I’m a scientist turned data scientist. I’ve been doing professional research for over 20 years, and have an extensive CV of peer-reviews publications, presentations, and research grants (just to establish some bona fides). Like any good scientist, once I started thinking about the question of author identification in Mr. Trump’s tweets, I couldn’t let it go. This website is the result of that intrigue and investigation.
Can I contact you?
Absolutely. Please email didtrumptweetit (at) gmail.com. If you use these data for any research or media purposes, please send me a link to what you did so I can include it in the media page.
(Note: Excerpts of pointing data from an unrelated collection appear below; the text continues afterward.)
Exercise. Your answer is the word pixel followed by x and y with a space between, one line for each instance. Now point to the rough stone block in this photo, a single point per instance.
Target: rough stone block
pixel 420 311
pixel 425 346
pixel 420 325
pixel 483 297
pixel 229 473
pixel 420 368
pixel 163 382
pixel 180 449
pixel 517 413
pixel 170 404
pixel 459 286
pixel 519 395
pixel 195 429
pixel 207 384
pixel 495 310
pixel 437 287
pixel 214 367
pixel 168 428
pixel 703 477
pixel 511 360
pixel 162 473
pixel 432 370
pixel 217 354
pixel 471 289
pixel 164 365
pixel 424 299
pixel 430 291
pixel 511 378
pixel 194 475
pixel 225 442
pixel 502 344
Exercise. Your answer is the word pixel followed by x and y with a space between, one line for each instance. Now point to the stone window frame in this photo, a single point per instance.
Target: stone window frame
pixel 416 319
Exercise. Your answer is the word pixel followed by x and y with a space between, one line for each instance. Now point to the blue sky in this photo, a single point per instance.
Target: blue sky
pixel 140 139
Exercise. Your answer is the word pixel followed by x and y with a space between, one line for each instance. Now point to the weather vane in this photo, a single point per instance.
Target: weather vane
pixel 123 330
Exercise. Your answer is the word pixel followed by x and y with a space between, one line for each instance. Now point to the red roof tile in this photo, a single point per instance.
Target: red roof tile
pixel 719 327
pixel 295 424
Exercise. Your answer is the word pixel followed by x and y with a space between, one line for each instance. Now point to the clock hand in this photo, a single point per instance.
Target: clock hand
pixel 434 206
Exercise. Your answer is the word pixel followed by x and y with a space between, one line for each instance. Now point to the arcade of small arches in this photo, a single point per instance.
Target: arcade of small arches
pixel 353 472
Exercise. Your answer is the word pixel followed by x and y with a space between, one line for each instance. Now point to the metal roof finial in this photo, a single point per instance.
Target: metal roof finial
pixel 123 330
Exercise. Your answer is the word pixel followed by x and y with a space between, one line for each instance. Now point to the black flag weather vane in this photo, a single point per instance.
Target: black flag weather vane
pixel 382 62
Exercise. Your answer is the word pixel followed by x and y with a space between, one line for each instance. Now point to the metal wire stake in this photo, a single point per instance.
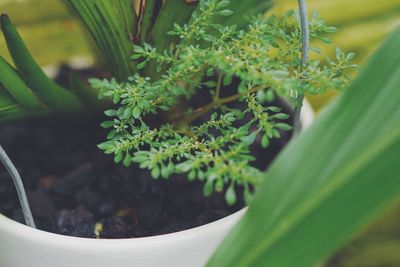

Plus, I love seeing what people do with this.
NOTICE: Any use of this database must be properly acknowledged, e.g. by referencing the website URL.
This database has been built with open-source software, obtained and used via the Apache-2.0 and MIT licensing agreements. All twitter data was obtained according to the Twitter Developer Agreement. All analyses presented in this website, and methods used or created to present these media, are licensed as follows.
Copyright 2017 DidTrumpTweetIt.com
Licensed under the Apache License, Version 2.0 (the “License”); you may not use this file except in compliance with the License. You may obtain a copy of the License at
Unless required by applicable law or agreed to in writing, software distributed under the License is distributed on an “AS IS” BASIS, WITHOUT WARRANTIES OR CONDITIONS OF ANY KIND, either express or implied. See the License for the specific language governing permissions and limitations under the License.